Almost anyone who has seen Campbell and Troy Kennedy Martin’s original BBC mini-series will know what an amazing achievement it was: an emotional journey as well as a politically relevant story with an epic sweep. Its ecological message was timely, but that doesn’t mean to say it isn’t any less relevant today, which is one of the reasons why it’s so sad that the remake jettisons that plot in favour of a “topical” conspiracy tale about manufacturing bombs and making them look like they were made by Al-Qaeda. The BBC series’ focus on looming ecological disaster generated a frisson of cataclysmic terror even if the drama didn’t go in for apocalyptic histrionics. The movie is more interested in depicting Mel “The Gentleman’s Gentleman” Gibson’s grief over the death of his daughter: fair enough, as that was a key factor in the success of the original, and this is only a two-hour movie with a greater need to find one point of focus, but Edge of Darkness 2 is not really doing anything that hasn’t been done before.

Basically, there’s no room for the weird here, and even if the intensity of Gibson’s grief is depicted with skill, it’s the details that are missed. There’s no way we’re going to have a “vibrator” moment in something this streamlined, and Ray Winstone’s Jedburgh is no match for the unforgettable oddness of Joe Don Baker in the original. The true killing blow has to be the absurd final scene. No spoilers here, but the mawkish daftness of it is an insult to the poignant final image that played out behind the credits of the series. For everything this version does right (such as casting “Dependable” Danny Huston as the bad guy), it does about 5.6 things wrong. It’s a missed opportunity.

Disappointing Movie of the Year: Machete

Man, I was totally psyched about this movie for so long, so imagine how miserable I was when it turned out that the invention displayed in the hilarious trailers was stretched so thinly over an hour and forty-five minutes. Planet Terror was perfectly weighted in the truncated version that ran as half of Grindhouse, cramming huge amounts of disjointed madness into a punchy 80 minutes of fun. I’ve not yet seen the extended version, but if Machete is anything to go by, I should stick with my memories of the original. There’s still much to love in Machete, especially the continuing resurgence of Mighty Jeff Fahey, but well before the final battle rolls around, my patience was at an end. Sad that this advert for iced tea is almost more fun than the movie it’s based on.

Surprising Movie of the Year: A Nightmare on Elm Street

Initial responses to the Platinum Dunes remake of Wes Craven’s beloved original were so negative it was hard to expect more than a misguided and cynical failure. Perhaps it’s just low expectations that led to me enjoying Samuel Bayer’s gloomy and depressing revisit, as well as a smarter and more respectful script by Wesley Strick and Eric Heisserer than was necessary. It’s obviously no match for Craven’s eccentric and creepy masterwork, but as these modern retellings of “old” horror classics are so often phoned in and obnoxiously boisterous that an attempt to make something quiet and moody — albeit punctuated by grisly murder — should be noted.

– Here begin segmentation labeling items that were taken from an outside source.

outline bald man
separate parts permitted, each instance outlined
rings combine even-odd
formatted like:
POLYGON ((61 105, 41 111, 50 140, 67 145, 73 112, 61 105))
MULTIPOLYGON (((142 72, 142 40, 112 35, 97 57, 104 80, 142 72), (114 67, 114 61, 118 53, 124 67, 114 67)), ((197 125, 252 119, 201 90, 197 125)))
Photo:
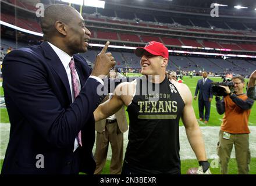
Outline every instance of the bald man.
POLYGON ((3 87, 10 123, 1 174, 93 174, 96 90, 115 64, 106 53, 90 69, 76 54, 91 33, 74 8, 55 4, 41 21, 40 45, 10 52, 3 62, 3 87))

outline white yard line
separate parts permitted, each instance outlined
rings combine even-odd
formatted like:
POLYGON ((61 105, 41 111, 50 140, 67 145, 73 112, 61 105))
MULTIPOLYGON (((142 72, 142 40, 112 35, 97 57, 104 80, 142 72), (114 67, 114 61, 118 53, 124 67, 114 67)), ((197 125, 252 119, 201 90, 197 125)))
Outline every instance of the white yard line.
MULTIPOLYGON (((219 120, 221 120, 221 119, 219 120)), ((201 121, 200 121, 201 122, 201 121)), ((205 144, 205 151, 207 157, 210 159, 214 159, 218 157, 216 153, 216 144, 219 141, 219 132, 220 127, 201 127, 201 130, 203 135, 205 144)), ((250 148, 251 153, 251 157, 256 157, 256 126, 249 126, 251 134, 250 135, 250 148)), ((10 124, 8 123, 0 124, 1 132, 1 159, 3 159, 7 144, 9 141, 9 133, 10 130, 10 124)), ((195 159, 195 156, 189 141, 184 127, 180 127, 180 159, 195 159)), ((126 151, 126 146, 128 143, 128 131, 125 132, 123 135, 123 152, 124 155, 126 151)), ((111 145, 109 145, 109 151, 108 153, 108 160, 111 159, 112 151, 111 145)), ((95 145, 93 148, 93 152, 95 152, 95 145)), ((231 157, 234 158, 234 148, 232 151, 231 157)))

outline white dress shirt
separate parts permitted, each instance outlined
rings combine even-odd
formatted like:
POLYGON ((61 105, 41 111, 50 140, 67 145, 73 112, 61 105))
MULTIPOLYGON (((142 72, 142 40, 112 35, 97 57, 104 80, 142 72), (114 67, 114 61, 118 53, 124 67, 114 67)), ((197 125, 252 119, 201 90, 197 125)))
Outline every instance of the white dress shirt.
MULTIPOLYGON (((73 56, 70 56, 69 55, 60 49, 59 48, 55 46, 53 44, 52 44, 51 42, 47 42, 50 45, 50 46, 52 48, 54 51, 55 52, 56 54, 59 57, 59 59, 61 60, 61 62, 62 63, 62 65, 66 70, 66 72, 67 75, 67 78, 69 80, 69 87, 70 88, 70 92, 71 92, 71 97, 72 98, 72 102, 74 101, 74 91, 72 88, 72 77, 71 77, 71 70, 70 68, 69 67, 69 63, 71 60, 71 59, 73 58, 73 56)), ((79 77, 78 76, 77 73, 76 73, 76 78, 79 81, 79 91, 81 90, 81 83, 80 81, 79 77)), ((101 80, 100 78, 97 76, 90 76, 89 78, 93 78, 99 81, 102 85, 104 85, 104 83, 102 80, 101 80)), ((74 152, 76 151, 76 149, 78 148, 79 145, 79 144, 78 142, 78 140, 77 138, 74 139, 74 152)))

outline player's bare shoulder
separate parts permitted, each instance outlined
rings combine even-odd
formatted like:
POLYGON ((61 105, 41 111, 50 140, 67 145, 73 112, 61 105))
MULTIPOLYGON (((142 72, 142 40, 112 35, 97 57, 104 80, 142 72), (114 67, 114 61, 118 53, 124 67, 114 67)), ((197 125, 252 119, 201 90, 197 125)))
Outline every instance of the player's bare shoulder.
POLYGON ((137 81, 124 82, 119 84, 115 90, 115 94, 120 98, 126 106, 128 106, 133 99, 135 93, 137 81))

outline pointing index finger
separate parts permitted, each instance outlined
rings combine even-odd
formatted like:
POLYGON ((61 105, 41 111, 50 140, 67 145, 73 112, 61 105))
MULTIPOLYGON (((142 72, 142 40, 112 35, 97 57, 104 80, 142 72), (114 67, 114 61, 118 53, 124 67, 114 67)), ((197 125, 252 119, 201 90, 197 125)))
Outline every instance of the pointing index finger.
POLYGON ((106 53, 106 50, 108 49, 108 45, 109 45, 109 43, 110 43, 109 41, 106 41, 106 44, 105 44, 104 47, 103 47, 103 48, 101 52, 101 53, 106 53))

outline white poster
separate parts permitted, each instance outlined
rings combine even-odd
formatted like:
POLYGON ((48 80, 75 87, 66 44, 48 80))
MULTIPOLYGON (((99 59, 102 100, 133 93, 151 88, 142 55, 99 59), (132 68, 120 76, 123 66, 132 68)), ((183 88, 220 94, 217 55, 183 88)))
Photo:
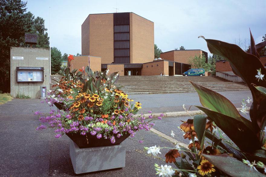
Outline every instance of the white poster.
POLYGON ((24 59, 23 57, 13 57, 13 60, 23 60, 24 59))
POLYGON ((48 58, 42 58, 41 57, 36 57, 36 60, 48 60, 48 58))

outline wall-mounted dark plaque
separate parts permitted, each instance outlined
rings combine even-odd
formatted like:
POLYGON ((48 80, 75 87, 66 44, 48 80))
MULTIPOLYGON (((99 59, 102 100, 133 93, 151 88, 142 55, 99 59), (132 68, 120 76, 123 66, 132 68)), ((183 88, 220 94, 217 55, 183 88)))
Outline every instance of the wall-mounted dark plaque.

The best move was to make Freddy Krueger less campy (though his awful jokes remain) and focus on what he really is: a disgusting and depraved monster who preys on children. His taunting of his victims is sickening and plays on the mind far more than the silliness of the later installments of the original series, to the point that the movie veers very close to tastelessness. Changing Krueger from a child murderer to a paedophile who is now killing his former victims during their dreams is a brash and unpleasant move, but it does maybe make the movie work on a new level, as a metaphor for the difficulty in healing horrific psychic wounds that flare up in later life. As I ponder it I go back and forth on whether or not this is an exploitative move too far. Nevertheless, it lingers in the mind longer than you’d expect: some scenes were still bothering me several weeks later. Recommended, hesitantly. (See also Breck Eisner’s well-played and bleak remake of Romero’s The Crazies, which was an early surprise in 2010.)

Overrated Movie of the Year: Monsters

Arriving on a tidal wave of positive word from festival screenings, and breathless talk of director Gareth Edwards being the next big thing, how could I not see it? Anything that expands the sci-fi genre has to be worth hunting down, and the frankly stunning Red camera photography shown in the trailer made it look like the most beautiful movie about aliens made this year. Well, it actually was the most beautiful monster movie of the year, but also the most inconsequential. Unlike District 9, to which Edwards’ movie is compared on a regular basis, Monsters has little to commend it other than its impressive low-budget production values. Though yes, much praise is due to everyone involved for making something so visually compelling on such a small amount of money, and Edwards needs garlands thrown at his feet for getting off his arse and making something this technically accomplished and ambitious. It’s a genuinely monumental achievement.

Nevertheless, it’s also a sci-fi movie that doesn’t even need to be a sci-fi movie, and merely serves as an indicator of critical opinion of the genre. The existence of the monsters is, for the most part, a MacGuffin just to keep these two self-absorbed ninnies together as they trek through pretty scenery and encounter “local flavour” during their travelogue ramblings. Only the final monster scene has some purpose other than to have a big effect in it, and even then it’s only tangential to the real will-they-won’t-they “plot”. Perhaps if you buy into the love story at its core Monsters is a moving experience, and certainly I’ve been told by many people that the slowly developing affection plucked their heartstrings, but if you find these guys as insufferable and tedious and annoying as I did, then no amount of off-camera grumbling sound effects will hold your attention.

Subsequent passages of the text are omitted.